Written by Monica Savaglia
Posted August 1, 2017 at 4:08PM

Everyone is talking about the cloud. It seems like you can’t go through a day without hearing the term or being prompted to save something on the cloud.

The cloud has become an easier and more efficient way to store and manage our data. Instead of using up space or memory on our devices, we are now able to store it via the internet.

Every day the cloud and the technologies involved with it continue to gain momentum, assisting the largest data centers and preventing even the smallest businesses from having to maintain the cloud’s infrastructure and software all on their own.

There are private and public platforms. A public cloud has its applications and storage available to the general public over the internet, which is usually either free or on a pay-per-use model.

Gartner predicts the worldwide public cloud services market will grow 18% in 2017 to $246.8 billion, up from $209.2 billion in 2016.

A private cloud is similar to the public cloud in what it provides, but its services are dedicated to one organization rather than multiple.

According to International Data Corporation (IDC), total spending worldwide on IT infrastructure products for deployment in cloud environments will increase 15.5% year-over-year in 2017 to $41.7 billion.

Some of the current market leaders in the cloud realm include Amazon (NASDAQ: AMZN) and Microsoft (NASDAQ: MSFT). Both of these companies are fighting for the lead, and for good reason.

Amazon and the Cloud

Amazon has been a leader in cloud computing since its cloud infrastructure launched 10 years ago. It was one of the very first companies to move into cloud services, so naturally it has had a lot of time and to move forward when no one else was interested. 

Amazon Web Services (AWS) hit $4.1 billion in revenue in its second quarter of 2017 — 11% of Amazon’s overall revenue.

Dave Bartoletti, a principal analyst at Forrester Research, said, “AWS invented this market... they had a five-year head start before anyone else got their act together.”

But just because Amazon was the first one to take the leap into this space doesn’t mean it will always have the lead. Amazon shouldn't get too comfortable because we're seeing more and more companies developing ways to improve on cloud services and solutions.

Microsoft and the Cloud

Microsoft has shifted away from its main focus of computer software and has emerged into the world of cloud computing, and it’s already benefiting the company.

Microsoft launched Azure, a platform-as-a-service (PaaS), to help developers easily create their apps. The company already has contracts with a lot of big customers, which means bringing attention to Azure and providing incentives to use the platform will help grow Microsoft into a cloud-computing leader.

You can obviously see this when you take a look at the growth of Microsoft Azure in that past three quarters — it’s grown at least 100%.

Microsoft has a new product line called “Azure Stack.” This new product allows companies to install a version of Azure in their own data centers.

Ed Anderson, an analyst who covers cloud services at Gartner, has called Azure Stack a potential “game changer.”

Cloud computing is driving Microsoft’s revenue growth, and this shift of focus is going to bring some competition for Amazon.

Cloud Computing & Services

Cloud computing aims to give enterprises easy and fast access to their applications, as well as with improved manageability and reduced maintenance from information technology (IT) teams. It allows businesses to save money by avoiding upfront infrastructure costs like purchasing servers.

There are two cloud computing platforms I want to discuss with you: platform as a service (PaaS) and software as a service (SaaS)

Platform as a Service (PaaS)

This platform gives application developers the environment to develop.
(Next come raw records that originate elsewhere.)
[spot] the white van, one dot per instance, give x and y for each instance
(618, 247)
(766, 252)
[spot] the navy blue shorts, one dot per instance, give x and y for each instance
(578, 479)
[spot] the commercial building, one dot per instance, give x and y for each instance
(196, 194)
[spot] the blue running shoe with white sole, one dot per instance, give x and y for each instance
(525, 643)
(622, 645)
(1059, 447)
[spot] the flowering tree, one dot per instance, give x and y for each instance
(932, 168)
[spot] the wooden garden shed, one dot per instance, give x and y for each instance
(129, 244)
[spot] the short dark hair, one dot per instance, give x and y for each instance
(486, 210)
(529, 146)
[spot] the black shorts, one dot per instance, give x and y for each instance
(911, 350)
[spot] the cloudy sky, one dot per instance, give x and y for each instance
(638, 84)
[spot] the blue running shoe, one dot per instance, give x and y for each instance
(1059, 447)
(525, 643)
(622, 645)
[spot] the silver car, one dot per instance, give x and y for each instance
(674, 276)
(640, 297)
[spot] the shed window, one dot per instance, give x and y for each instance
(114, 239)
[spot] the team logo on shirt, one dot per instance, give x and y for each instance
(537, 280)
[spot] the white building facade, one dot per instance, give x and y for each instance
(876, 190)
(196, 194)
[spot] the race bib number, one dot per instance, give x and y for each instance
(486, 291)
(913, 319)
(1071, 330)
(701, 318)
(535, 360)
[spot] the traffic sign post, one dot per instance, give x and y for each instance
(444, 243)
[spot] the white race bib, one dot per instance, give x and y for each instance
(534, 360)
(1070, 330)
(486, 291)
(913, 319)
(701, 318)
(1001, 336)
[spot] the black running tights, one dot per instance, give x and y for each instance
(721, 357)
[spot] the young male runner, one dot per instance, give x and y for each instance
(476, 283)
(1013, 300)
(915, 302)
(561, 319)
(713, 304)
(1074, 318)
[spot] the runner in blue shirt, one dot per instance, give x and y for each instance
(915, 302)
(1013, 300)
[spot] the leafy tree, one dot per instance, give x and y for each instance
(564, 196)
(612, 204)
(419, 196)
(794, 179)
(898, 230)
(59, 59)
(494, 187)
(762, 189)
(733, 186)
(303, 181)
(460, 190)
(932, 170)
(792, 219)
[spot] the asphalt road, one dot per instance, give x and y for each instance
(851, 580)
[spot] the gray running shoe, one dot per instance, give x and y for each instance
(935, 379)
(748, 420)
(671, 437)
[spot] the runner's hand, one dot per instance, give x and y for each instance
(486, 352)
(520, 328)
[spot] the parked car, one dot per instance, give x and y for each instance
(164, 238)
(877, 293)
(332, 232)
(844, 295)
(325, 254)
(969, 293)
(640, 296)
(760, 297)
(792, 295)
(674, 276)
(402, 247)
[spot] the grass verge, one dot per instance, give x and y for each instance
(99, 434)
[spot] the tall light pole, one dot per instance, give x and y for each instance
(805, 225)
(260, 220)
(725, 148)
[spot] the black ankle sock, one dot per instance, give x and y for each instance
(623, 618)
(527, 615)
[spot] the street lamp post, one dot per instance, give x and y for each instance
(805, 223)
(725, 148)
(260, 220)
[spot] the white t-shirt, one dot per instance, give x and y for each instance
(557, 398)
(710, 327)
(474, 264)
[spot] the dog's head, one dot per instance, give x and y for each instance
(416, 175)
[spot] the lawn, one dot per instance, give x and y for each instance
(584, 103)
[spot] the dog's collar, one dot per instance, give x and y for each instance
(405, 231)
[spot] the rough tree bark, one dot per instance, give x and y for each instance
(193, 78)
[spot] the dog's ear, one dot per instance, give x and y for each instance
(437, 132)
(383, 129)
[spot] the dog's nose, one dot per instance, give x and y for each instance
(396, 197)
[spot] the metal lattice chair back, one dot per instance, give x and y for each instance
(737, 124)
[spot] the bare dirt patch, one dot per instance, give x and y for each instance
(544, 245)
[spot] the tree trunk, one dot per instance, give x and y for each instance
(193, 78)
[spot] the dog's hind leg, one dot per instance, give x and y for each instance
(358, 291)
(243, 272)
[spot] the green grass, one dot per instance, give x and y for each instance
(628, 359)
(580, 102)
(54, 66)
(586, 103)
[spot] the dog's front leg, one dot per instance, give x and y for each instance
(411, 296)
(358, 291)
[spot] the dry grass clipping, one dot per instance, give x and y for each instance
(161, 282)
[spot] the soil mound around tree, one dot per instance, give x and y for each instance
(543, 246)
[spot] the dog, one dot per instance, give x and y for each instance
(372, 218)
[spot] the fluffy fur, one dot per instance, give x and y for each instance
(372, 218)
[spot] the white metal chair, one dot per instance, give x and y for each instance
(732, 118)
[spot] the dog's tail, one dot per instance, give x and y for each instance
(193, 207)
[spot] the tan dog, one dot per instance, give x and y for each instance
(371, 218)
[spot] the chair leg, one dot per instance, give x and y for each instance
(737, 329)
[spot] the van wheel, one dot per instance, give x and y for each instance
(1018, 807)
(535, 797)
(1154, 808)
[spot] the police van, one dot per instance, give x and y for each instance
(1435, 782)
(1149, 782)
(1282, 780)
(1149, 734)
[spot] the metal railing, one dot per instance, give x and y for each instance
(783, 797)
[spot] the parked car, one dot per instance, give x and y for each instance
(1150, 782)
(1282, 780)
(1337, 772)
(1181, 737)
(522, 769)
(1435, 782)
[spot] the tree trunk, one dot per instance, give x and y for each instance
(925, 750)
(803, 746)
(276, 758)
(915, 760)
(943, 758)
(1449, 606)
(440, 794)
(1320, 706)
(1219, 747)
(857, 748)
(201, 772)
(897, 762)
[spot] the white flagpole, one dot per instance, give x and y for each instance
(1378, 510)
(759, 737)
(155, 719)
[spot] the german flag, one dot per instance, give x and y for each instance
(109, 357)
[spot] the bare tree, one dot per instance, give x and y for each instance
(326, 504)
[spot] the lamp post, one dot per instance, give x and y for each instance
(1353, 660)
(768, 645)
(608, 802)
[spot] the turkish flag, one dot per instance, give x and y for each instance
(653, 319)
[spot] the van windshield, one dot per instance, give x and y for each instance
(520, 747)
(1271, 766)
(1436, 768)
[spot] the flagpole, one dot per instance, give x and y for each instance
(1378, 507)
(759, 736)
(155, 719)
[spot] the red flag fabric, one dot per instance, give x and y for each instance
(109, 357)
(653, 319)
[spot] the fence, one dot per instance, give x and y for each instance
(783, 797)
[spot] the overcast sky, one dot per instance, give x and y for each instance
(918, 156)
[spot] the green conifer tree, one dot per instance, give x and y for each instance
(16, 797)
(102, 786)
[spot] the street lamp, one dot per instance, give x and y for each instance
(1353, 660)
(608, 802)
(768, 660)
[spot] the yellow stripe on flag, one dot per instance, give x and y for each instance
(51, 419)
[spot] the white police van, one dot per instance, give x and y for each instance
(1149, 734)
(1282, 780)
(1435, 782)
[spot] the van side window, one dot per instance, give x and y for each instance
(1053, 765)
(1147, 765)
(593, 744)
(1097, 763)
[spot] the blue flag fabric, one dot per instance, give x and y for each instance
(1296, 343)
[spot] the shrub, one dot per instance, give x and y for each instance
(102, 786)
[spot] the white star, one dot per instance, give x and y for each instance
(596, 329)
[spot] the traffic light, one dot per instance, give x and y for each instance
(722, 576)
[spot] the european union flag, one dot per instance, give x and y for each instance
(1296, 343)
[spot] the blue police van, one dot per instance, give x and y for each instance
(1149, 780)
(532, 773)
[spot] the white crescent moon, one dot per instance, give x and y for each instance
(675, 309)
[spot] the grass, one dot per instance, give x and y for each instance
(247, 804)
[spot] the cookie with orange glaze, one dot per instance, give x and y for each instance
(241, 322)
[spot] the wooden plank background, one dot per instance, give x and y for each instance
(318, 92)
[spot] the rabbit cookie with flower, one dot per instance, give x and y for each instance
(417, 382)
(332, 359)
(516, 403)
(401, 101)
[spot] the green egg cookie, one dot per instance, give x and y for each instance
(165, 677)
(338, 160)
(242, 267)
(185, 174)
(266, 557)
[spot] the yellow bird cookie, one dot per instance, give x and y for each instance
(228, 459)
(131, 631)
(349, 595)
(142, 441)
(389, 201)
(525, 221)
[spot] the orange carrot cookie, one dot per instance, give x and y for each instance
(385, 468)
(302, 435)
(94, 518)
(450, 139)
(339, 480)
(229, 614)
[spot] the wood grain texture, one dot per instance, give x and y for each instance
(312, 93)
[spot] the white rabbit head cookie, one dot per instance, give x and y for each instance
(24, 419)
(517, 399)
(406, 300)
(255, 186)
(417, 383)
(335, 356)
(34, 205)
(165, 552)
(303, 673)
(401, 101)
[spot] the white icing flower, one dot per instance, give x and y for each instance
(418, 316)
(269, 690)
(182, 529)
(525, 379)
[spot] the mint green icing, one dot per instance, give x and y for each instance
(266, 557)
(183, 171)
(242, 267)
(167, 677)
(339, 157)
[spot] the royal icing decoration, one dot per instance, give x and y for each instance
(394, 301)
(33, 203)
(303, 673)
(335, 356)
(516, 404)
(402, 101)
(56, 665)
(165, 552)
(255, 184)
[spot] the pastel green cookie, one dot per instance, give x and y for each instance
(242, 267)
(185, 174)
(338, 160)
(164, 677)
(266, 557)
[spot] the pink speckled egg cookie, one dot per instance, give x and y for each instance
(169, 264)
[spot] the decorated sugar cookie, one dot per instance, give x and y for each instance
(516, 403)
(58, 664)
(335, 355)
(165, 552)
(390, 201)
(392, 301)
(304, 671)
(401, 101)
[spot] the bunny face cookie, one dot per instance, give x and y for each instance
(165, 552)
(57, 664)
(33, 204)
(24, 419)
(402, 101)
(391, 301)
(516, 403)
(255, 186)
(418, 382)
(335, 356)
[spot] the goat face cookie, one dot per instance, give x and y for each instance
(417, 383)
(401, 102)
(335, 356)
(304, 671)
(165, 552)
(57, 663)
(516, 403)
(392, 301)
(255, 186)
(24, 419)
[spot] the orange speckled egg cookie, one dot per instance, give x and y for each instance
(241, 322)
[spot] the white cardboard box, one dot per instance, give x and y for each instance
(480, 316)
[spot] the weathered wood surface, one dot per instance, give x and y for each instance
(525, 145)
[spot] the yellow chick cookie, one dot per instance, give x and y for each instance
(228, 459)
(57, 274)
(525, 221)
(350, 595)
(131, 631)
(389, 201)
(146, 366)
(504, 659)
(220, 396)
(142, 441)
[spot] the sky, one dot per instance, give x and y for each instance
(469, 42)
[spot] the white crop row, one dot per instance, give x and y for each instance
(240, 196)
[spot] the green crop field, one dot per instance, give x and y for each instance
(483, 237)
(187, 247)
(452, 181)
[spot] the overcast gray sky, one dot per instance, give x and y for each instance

Application developers can run their software solutions on the cloud without the cost and hassle of buying and maintaining hardware and software.

PaaS adoption is predicted to be the fastest-growing sector of cloud platforms, according to KPMG, growing from 32% adoption in 2017 to 56% in 2020.

Software as a Service (SaaS)

Users have access to application software and databases —  basically, the cloud providers install and operate application software in the cloud, and then users are given access to the software from cloud clients.

It’s usually priced on a pay-per-use basis or a subscription fee.

SaaS is the primary cloud computing type it is expected to capture two-thirds of public cloud spending in 2017.

MuleSoft (NYSE: MULE) is a software company headquartered in San Francisco, California. It develops its software platform Mule ESB, which connects enterprise applications on premises and to the cloud. This platform has been designed to eliminate the dependency on point-to-point integration code.

MuleSoft IPO’d in March 17, 2017, with an IPO price of $17. It opened today with a share price of $21.58 — a 26.9% increase in seven months. Companies like MuleSoft are jumping from being private to publicly traded companies because this sector is finally getting the limelight, and companies want to reap the benefits of a space that has a lot of growth potential.

There continues to be demand for cloud platforms and services, and that demand is only going to increase as businesses realize how beneficial and cost effective it can be to adopt these services and solutions.

Intel Security surveyed professionals, including 1,400 senior technical professionals, for its annual security research. From the survey, Intel Security found that in 15 months, 80% of all IT budgets will be committed to cloud apps and solutions.

In the past, businesses were hesitant to move over to the cloud for security reasons; however, that might not be as much of an issue nowadays, as more businesses are beginning to trust the cloud.

A year ago, only 13% who were surveyed by Intel Security trusted public clouds. Now that’s up by 76%. In 2017, 23% of organizations trust public clouds to keep their data secure.

Maybe 23% doesn’t seem like a lot, but a 76% jump in just one year is significant. Not to mention, more companies are emerging and growing their own businesses to better provide security for the cloud.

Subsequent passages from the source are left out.